Sin embargo, la política de privatizaciones sin límite y grandes beneficios genera tasas muy altas de crecimiento del PIB y una sensación de gran despegue económico y financiero al tenor de los grandes negocios. Pero en esta situación, y como ha ocurrido siempre, al Fondo Monetario Internacional no le llamaba la atención que fuesen aumentando la tasa de pobreza y la desigualdad como consecuencia del paro creciente que ocasionaba el deterioro de la base nacional de esas economías. La telefonía, el agua, la banca, la electricidad, la sanidad privatizados… generaban grandes ganancias para los grupos extranjeros pero a su socaire la base industrial se debilitaba, la agricultura se iba a pique sin poder competir con las subvencionadas de Estados Unidos o Europa y los bancos y los evasores expatriaban sin problemas el ahorro nacional gracias a la libertad absoluta de la que gozan los movimientos de capital. Pero nada de eso parecía preocupar entonces a los sabios economistas del Fondo. Su problema era otro: salvaguardar las ganancias de los grandes grupos inversores y los intereses de Estados Unidos, cuya moneda vuelve a ser la dueña en la expansión o incluso, como ahora, cuando la crisis estalla en la periferia.
El tiempo ha demostrado con creces que las políticas del Fondo Monetario Internacional han sido injustificadas, erróneas y con un coste social extraordinario e injusto. Pero ahora, cuando países como Argentina estallan en mil pedazos, el Fondo no tiene más receta para “ayudarles” que aplicar de nuevo la misma receta.

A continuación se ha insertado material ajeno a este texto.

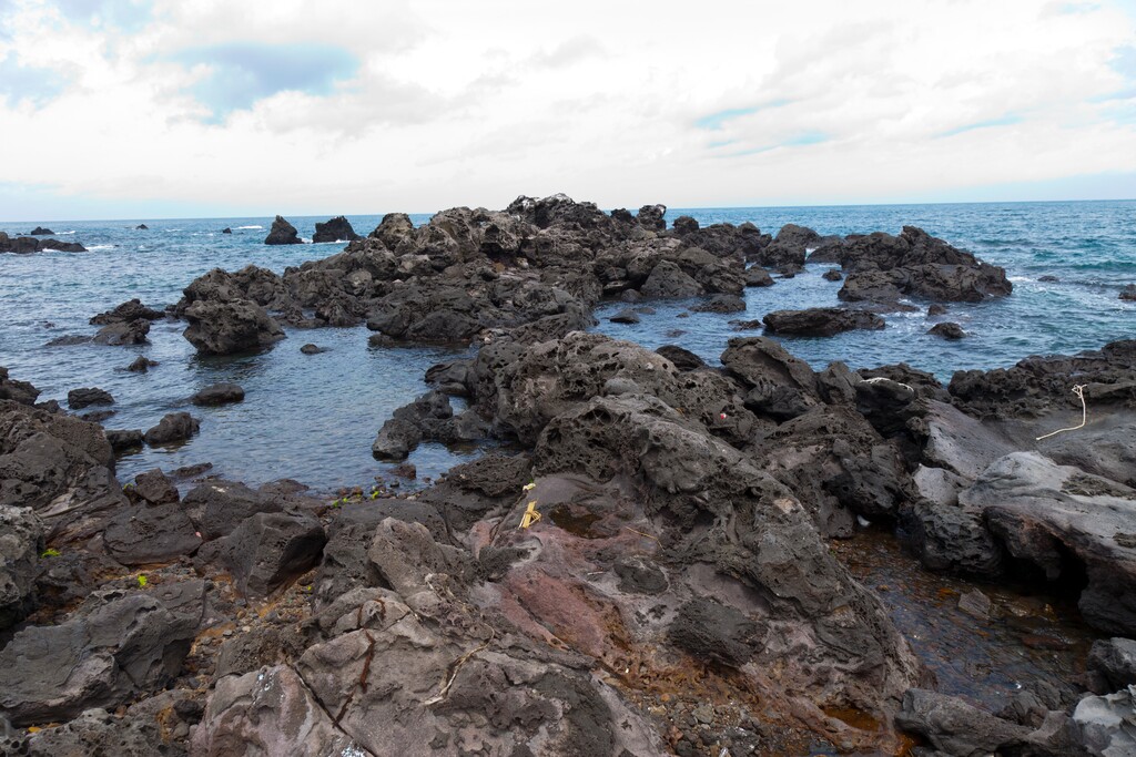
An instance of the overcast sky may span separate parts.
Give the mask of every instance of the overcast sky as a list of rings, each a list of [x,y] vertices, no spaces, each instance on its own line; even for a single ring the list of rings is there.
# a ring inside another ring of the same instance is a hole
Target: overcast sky
[[[1136,196],[1136,0],[0,0],[0,218]]]

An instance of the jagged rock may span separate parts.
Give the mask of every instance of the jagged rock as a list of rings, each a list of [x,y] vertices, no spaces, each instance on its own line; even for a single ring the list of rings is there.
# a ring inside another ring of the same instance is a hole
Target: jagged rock
[[[110,448],[117,452],[125,452],[127,449],[140,448],[144,440],[142,435],[142,429],[130,429],[130,430],[107,430],[106,431],[107,441],[110,443]]]
[[[740,313],[745,311],[745,300],[734,294],[716,294],[691,310],[696,313]]]
[[[67,406],[72,410],[82,410],[91,405],[112,405],[115,398],[106,389],[91,387],[85,389],[72,389],[67,393]]]
[[[143,438],[151,447],[182,444],[198,432],[201,422],[189,413],[167,413]]]
[[[765,268],[752,266],[745,271],[745,286],[772,286],[774,277]]]
[[[32,607],[45,532],[31,507],[0,505],[0,631]]]
[[[733,338],[721,362],[727,375],[746,389],[745,406],[759,415],[788,420],[820,402],[812,369],[774,339]]]
[[[22,405],[34,405],[40,390],[27,381],[8,378],[8,369],[0,367],[0,399],[10,399]]]
[[[207,355],[231,355],[272,346],[284,330],[260,305],[248,300],[195,302],[185,310],[184,336]]]
[[[135,476],[131,489],[134,495],[151,505],[166,505],[178,501],[177,487],[160,468]]]
[[[1104,697],[1085,697],[1072,714],[1077,740],[1092,755],[1136,754],[1136,687]]]
[[[1089,689],[1096,693],[1136,685],[1136,640],[1113,638],[1094,641],[1085,666],[1094,684]]]
[[[125,344],[150,344],[147,335],[150,333],[150,321],[144,318],[128,323],[108,323],[94,335],[95,344],[119,346]]]
[[[265,237],[265,244],[302,244],[295,227],[284,220],[283,216],[277,216],[273,220],[273,227]]]
[[[978,418],[1036,418],[1075,409],[1079,421],[1081,406],[1070,392],[1074,385],[1086,385],[1089,406],[1136,407],[1134,371],[1136,339],[1126,339],[1072,356],[1035,355],[1008,369],[957,371],[947,388],[955,405]]]
[[[326,542],[324,528],[312,515],[260,512],[204,545],[197,561],[232,574],[242,595],[267,597],[309,571]]]
[[[810,308],[776,310],[761,319],[771,334],[796,336],[833,336],[853,329],[882,329],[884,319],[863,310],[844,308]]]
[[[201,546],[201,537],[176,502],[123,511],[107,523],[102,541],[107,553],[123,565],[173,562]]]
[[[273,225],[275,229],[276,225]],[[343,216],[336,216],[335,218],[324,221],[323,224],[316,224],[316,233],[312,235],[311,241],[319,242],[353,242],[356,239],[361,239],[362,237],[354,233],[351,228],[351,221],[349,221]]]
[[[204,582],[97,591],[66,622],[30,626],[0,650],[0,713],[15,725],[69,721],[160,690],[201,621]]]
[[[1136,490],[1038,453],[1017,452],[991,465],[959,495],[1019,561],[1050,580],[1084,571],[1078,607],[1110,633],[1136,633]]]
[[[150,360],[144,355],[139,355],[137,358],[134,359],[133,363],[126,367],[126,370],[131,371],[132,373],[145,373],[151,368],[158,364],[160,363],[158,363],[158,361],[156,360]]]
[[[645,229],[662,232],[667,228],[666,215],[667,205],[643,205],[635,219]]]
[[[967,336],[967,333],[962,330],[961,326],[952,322],[936,323],[930,327],[930,330],[927,331],[927,334],[939,336],[944,339],[961,339]]]
[[[236,384],[215,384],[190,397],[190,402],[200,406],[227,405],[242,399],[244,389]]]
[[[911,689],[903,695],[903,708],[895,724],[927,739],[946,755],[1002,754],[1018,747],[1029,729],[999,720],[955,697]]]
[[[110,323],[130,323],[140,318],[148,321],[156,321],[165,317],[165,312],[147,308],[142,304],[141,300],[134,298],[117,305],[114,310],[99,313],[90,322],[92,326],[108,326]]]

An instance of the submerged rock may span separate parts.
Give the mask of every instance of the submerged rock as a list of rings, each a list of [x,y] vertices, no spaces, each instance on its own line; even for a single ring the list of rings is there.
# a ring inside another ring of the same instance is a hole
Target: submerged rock
[[[265,237],[265,244],[302,244],[295,227],[284,220],[283,216],[277,216],[273,220],[273,227]]]
[[[809,310],[777,310],[761,319],[771,334],[797,336],[833,336],[854,329],[882,329],[884,319],[863,310],[845,308],[811,308]]]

Lo realmente sorprendente, sin embargo, es que puedan imponerse este tipo de políticas sin disimulo alguno, lanzando los mensajes sin pudor, a cara descubierta, trasladando a las portadas de los periódicos sus propuestas como quien dicta las órdenes de un cuartel. Es la prueba palpable del escaso aprecio que las políticas económicas neoliberales tienen por la democracia, siquiera sea en sus aspectos más formales. Y por eso no sorprendería que fuese verdad la idea de que lo que anda buscando Estados Unidos es establecer lo que llaman democracia cívico militar en los países ahora más problemáticos de América Latina.